Mesela vapurda seyahat ediyorsunuz yanınızdaki bir yolcu ile tanıştınız din namına bir şeyler anlatmak istiyorsunuz. Ona namaz kılıyor musun? Oruç tutuyor musun? Hanımın kapalı mı? Gibi amel ile ilgili sorular sormak yerine, sağlam bir amelin üstüne bina edilebileceği iman hakikatlarından bahsetmek daha güzel ve hikmetli olur. Mesela yanımızdaki bu kişiye şöyle diyebiliriz. Bak kardeşim, denize bir taş atıyorsun batıyor, koskoca gemiler batmıyor bu nasıl oluyor diyerek, Rabbimizin bunları bize nasıl musahhar kıldığını, bunlardaki hikmetleri, güzellikleri anlatabiliriz.
Çünkü Rabbimiz Bakara Suresi 164. Ayeti Kerimede
“İnsanlara fayda veren şeylerle (yüklü olarak) denizde akıp giden gemilerde… Akıl erdirecek bir topluluk için (Allah’ın varlığına ve birliğine deliller vardır)” buyurmaktadır.
Bir de içinde bulunduğumuz nimetlere şükür ile mukabele etmek gerektir. Çünkü şükür nimeti ziyadeleştirir gafleti dağıtır. Bizim memleketimiz âlem i İslam a kıyaslandığında cennet hükmündedir.

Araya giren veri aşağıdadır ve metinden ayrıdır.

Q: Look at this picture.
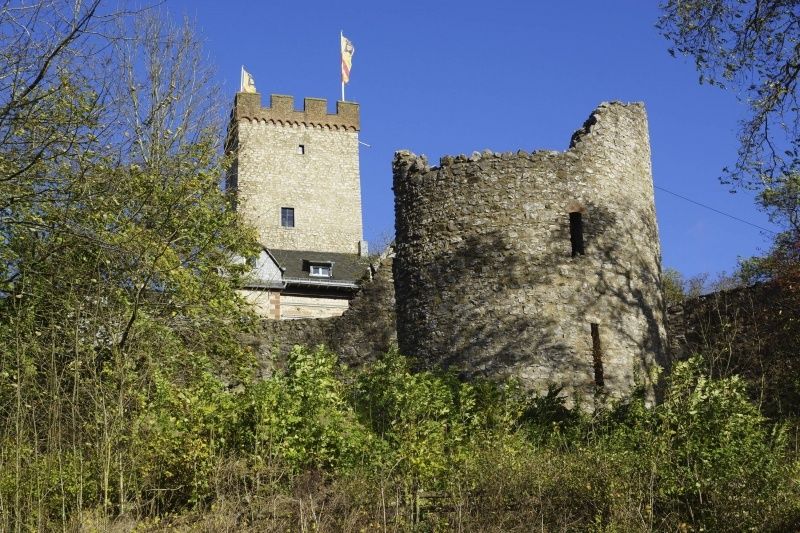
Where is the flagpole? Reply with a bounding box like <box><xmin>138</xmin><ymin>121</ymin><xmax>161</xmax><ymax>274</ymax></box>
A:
<box><xmin>340</xmin><ymin>31</ymin><xmax>345</xmax><ymax>102</ymax></box>
<box><xmin>240</xmin><ymin>65</ymin><xmax>244</xmax><ymax>93</ymax></box>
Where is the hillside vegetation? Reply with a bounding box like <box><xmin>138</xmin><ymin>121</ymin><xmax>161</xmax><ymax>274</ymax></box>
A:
<box><xmin>5</xmin><ymin>346</ymin><xmax>796</xmax><ymax>531</ymax></box>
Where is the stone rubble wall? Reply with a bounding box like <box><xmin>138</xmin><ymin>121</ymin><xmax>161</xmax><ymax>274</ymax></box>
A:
<box><xmin>392</xmin><ymin>102</ymin><xmax>668</xmax><ymax>403</ymax></box>
<box><xmin>666</xmin><ymin>283</ymin><xmax>800</xmax><ymax>415</ymax></box>
<box><xmin>248</xmin><ymin>251</ymin><xmax>397</xmax><ymax>376</ymax></box>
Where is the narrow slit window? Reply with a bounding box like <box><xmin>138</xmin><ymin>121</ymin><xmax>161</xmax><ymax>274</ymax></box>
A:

Ülkemizde yapılan bu hizmetler doksan küsür seneden beri devam etmektedir. Yapılan bu hizmetler memleketimiz için sadaka hükmündedir. Bela ve musibetlerin define vesiledir inşallah.

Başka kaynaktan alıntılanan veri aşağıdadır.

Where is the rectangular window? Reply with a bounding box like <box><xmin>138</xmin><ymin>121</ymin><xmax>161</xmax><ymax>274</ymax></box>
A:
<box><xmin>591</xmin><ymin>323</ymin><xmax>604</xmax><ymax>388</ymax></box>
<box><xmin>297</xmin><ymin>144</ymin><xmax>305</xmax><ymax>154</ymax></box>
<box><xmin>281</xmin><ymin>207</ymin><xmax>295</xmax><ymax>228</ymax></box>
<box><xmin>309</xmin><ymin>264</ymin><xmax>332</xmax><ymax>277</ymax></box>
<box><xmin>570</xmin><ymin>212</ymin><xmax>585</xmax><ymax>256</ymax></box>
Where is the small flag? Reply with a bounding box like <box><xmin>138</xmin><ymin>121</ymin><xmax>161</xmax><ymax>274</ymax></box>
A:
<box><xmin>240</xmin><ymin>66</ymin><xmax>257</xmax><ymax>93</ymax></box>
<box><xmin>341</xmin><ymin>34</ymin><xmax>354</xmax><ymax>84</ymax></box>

Bediüzzaman Hazetlerinin ifadesiyle
“Risale-i Nur asayişin temel taşına hizmet eden bir sadaka-i makbule hükmündedir. Maddî ve manevî tehlikelerden bu memleketi muhafazaya vesile olduğu tahakkuk eden bir hakikat-ı Kur'aniyedir. Cenab ı Mevla memleketimiz başta olmak üzere tüm bilad i islamiyeyi her türlü bela ve musibetlerden muhafaza buyursun. Yaşanan bu sıkıntı ve musibetleri ittihad ı İslam a, birlik ve beraberliğimize vesile kılsın. Her kışın bir baharı, her gecenin bir sabahı olduğu gibi çok kararan bu gecelerimizin sabahı yakındır inşallah
"Evet ümidvar olunuz, şu istikbal inkılabı içinde en yüksek gür sadâ, İslâm'ın sadâsı olacaktır!